Nous comprenons que cette perception est aussi celle qui sous-tend la position française à l’égard de Taïwan, comme l’a rappelé à plusieurs reprises le ministère de l’Europe et des affaires étrangères. Nous sommes donc confiants dans l’accueil qui sera réservé à cette proposition de résolution et dans les démarches que la France poursuivra en ce sens, en amont de la soixante-quatorzième réunion de l’Assemblée mondiale de la santé qui se déroulera à partir du 24 mai. Nous resterons bien entendu vigilants sur ce point.

Toutefois, nous sommes tous conscients ici que ce sujet ne peut être débattu sans que nous abordions la question de l’attitude française vis-à-vis de la Chine et sans que nous nous interrogions sur la manière dont nous souhaitons la voir évoluer.

Le soutien français à l’association de Taïwan aux instances internationales, bien qu’il n’ait pas pour objectif de reconnaître un statut d’État à ce pays ou de remettre en cause le principe d’une seule Chine, ne sera pas sans conséquences sur nos relations avec Pékin, comme l’atteste la récente réaction de l’ambassade de Chine à un projet de voyage de sénateurs français à Taïwan.

Aujourd’hui, pourtant, l’objectif de préserver à tout prix une entente avec un régime qui, selon les termes employés par notre ministre des affaires étrangères fin février, exerce un « système de répression institutionnalisé » sur le peuple ouïghour, ne peut plus être défendu.

Alors, pour sauvegarder l’approche multilatérale et les valeurs démocratiques et humaines qui sont au fondement de notre politique étrangère, quel poids devons-nous accorder aux exigences de Pékin ?

Aujourd’hui, le refus de transiger sur nos propres exigences n’est plus une proposition idéaliste, mais une nécessité reconnue comme telle par l’Union européenne qui, après de premières sanctions, a annoncé avant-hier la suspension de la ratification de l’accord d’investissement avec la Chine.

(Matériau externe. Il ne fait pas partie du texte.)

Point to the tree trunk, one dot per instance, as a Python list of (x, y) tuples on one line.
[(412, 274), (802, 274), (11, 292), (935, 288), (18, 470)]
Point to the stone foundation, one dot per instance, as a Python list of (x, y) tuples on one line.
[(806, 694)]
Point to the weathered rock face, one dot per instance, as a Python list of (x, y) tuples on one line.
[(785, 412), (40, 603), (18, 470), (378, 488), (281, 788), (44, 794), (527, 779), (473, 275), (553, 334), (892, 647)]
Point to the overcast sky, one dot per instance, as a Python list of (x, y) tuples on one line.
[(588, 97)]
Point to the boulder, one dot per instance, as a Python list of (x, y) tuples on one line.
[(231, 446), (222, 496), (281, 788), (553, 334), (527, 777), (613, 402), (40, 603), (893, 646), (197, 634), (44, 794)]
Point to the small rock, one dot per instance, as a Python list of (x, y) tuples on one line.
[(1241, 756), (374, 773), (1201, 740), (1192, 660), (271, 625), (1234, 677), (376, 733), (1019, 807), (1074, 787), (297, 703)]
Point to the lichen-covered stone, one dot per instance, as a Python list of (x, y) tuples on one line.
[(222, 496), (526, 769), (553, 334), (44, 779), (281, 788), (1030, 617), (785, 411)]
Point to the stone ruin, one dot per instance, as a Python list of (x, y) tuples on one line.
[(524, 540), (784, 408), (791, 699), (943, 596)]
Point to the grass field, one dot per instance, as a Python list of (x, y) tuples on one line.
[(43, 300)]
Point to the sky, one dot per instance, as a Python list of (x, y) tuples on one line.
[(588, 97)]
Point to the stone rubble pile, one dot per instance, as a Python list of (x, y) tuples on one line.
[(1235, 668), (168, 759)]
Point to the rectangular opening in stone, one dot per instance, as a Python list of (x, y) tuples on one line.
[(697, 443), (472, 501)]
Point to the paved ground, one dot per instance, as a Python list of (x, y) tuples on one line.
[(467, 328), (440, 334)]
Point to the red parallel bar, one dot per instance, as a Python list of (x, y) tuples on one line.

C’est aussi un devoir pour la France, aux côtés d’une administration Biden qui fait preuve de fermeté à l’égard de la Chine et de la Russie, de replacer les droits humains et les valeurs démocratiques au cœur de son action diplomatique.

Après une présidence Trump tendue et conflictuelle, la responsabilité de notre pays est de s’associer à cette entreprise de reconstruction d’une culture démocratique internationale.

Pour toutes ces raisons, le groupe Écologiste – Solidarité et Territoires soutiendra cette proposition de résolution.